The issues of which files to include in a final digital archive and which to leave out neatly brings us to the issues surrounding data currency. Often during the process of interpretation things change and there is not always time to go back to previous versions of files to bring them up to date. For example, during post-excavation interpretations evolve and those writing the site up tend to work from the latest version of the plans, so that previous versions become orphaned. Under such a scenario the individual context plans, once incorporated into sub-group or phase plans, may not be revisited. Consequently as interpretations change, older versions of files tend to become fossilised with the interpretations at the time of their last save. In an extreme case a sub-group may be initially thought to belong to a particular phase during post-excavation but additional information, such as refined dating evidence, may in fact mean that it belongs to a completely different phase. Such things happen; in the ideal world of course there would be a constant process of revision of earlier files to ensure that the entire archive is of the same currency. In the majority of cases, however, this would not be practical or financially viable. Consequently during the process of data selection, mentioned above, there should also be an assessment process during which the currency of the information contained in each file is considered. After this a policy of data revision may be put in place if time and cost constraints permit.

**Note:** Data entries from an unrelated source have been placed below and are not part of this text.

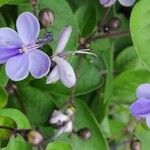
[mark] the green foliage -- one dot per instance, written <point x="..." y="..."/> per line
<point x="140" y="30"/>
<point x="58" y="145"/>
<point x="106" y="84"/>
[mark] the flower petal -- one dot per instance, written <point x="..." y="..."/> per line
<point x="6" y="53"/>
<point x="17" y="68"/>
<point x="28" y="27"/>
<point x="9" y="38"/>
<point x="63" y="39"/>
<point x="39" y="63"/>
<point x="140" y="108"/>
<point x="148" y="121"/>
<point x="127" y="3"/>
<point x="53" y="76"/>
<point x="143" y="91"/>
<point x="107" y="3"/>
<point x="66" y="72"/>
<point x="58" y="116"/>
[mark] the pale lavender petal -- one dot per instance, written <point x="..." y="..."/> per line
<point x="148" y="121"/>
<point x="53" y="76"/>
<point x="107" y="3"/>
<point x="68" y="127"/>
<point x="9" y="38"/>
<point x="6" y="53"/>
<point x="39" y="63"/>
<point x="143" y="91"/>
<point x="66" y="72"/>
<point x="140" y="108"/>
<point x="28" y="27"/>
<point x="127" y="3"/>
<point x="17" y="68"/>
<point x="63" y="39"/>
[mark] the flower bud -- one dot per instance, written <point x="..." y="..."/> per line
<point x="113" y="25"/>
<point x="135" y="144"/>
<point x="34" y="137"/>
<point x="46" y="17"/>
<point x="84" y="133"/>
<point x="70" y="111"/>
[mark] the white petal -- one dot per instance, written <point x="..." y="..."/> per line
<point x="63" y="39"/>
<point x="53" y="76"/>
<point x="148" y="121"/>
<point x="66" y="72"/>
<point x="9" y="38"/>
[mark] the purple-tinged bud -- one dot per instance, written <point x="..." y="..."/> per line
<point x="34" y="137"/>
<point x="135" y="144"/>
<point x="46" y="17"/>
<point x="112" y="25"/>
<point x="84" y="133"/>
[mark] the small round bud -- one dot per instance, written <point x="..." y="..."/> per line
<point x="84" y="133"/>
<point x="135" y="144"/>
<point x="33" y="2"/>
<point x="34" y="137"/>
<point x="113" y="25"/>
<point x="46" y="17"/>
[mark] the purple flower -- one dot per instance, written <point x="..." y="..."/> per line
<point x="141" y="107"/>
<point x="63" y="69"/>
<point x="109" y="3"/>
<point x="20" y="50"/>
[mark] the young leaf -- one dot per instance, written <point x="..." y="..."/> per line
<point x="140" y="29"/>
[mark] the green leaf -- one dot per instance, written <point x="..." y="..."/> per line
<point x="17" y="144"/>
<point x="17" y="116"/>
<point x="97" y="140"/>
<point x="85" y="84"/>
<point x="4" y="133"/>
<point x="140" y="29"/>
<point x="58" y="145"/>
<point x="3" y="77"/>
<point x="3" y="97"/>
<point x="143" y="135"/>
<point x="126" y="83"/>
<point x="128" y="59"/>
<point x="2" y="2"/>
<point x="63" y="16"/>
<point x="86" y="17"/>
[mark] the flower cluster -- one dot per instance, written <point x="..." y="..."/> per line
<point x="109" y="3"/>
<point x="141" y="107"/>
<point x="21" y="52"/>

The presence of large volumes of orphaned CAD files within an archive could give a false picture of the archaeology of the site for the unwary user of the data. For some projects a programme of data revision may be out of the question, and consequently serious questions should be asked and the issue of whether such demonstrably flawed datasets should be retained or discarded from the digital archive must be confronted. Where the datasets still contain valuable information about the site, or where the archive would be seriously deficient without the inclusion of such files, it may be possible to retain orphaned CAD models as long as they are deposited with a ‘health warning’. Such a warning should document which files are orphaned, why the information contained within them is not of the same currency of the rest of the archive and how they may be brought up to this level. The process of the creation of this documentation may be long and complicated and it may well be as time consuming as a programme of data revision. Nevertheless it is up to individual projects to reach a decision as to which policy is best for them.

Copyright

The data deposited with a repository may be the sole copyright of the depositor or copyright may be jointly held. Arrangements for fair use of the digital data will generally be specified at the time of deposit.

There are real difficulties in enforcing copyright of digital data. It is virtually impossible to detect some kinds of copyright violation and the legal framework for dealing with digital materials has not matured. Nonetheless copyright exists and should be asserted. In the case of commercially valuable data, legal advice should be sought at the time of deposit.

Some data sources used in preparing CAD models (e.g. maps, drawings and photographs) are likely to be copyrighted by others. Project directors must not only have permission to use these sources but they must be certain that all necessary permissions to use the new version of the data have been granted.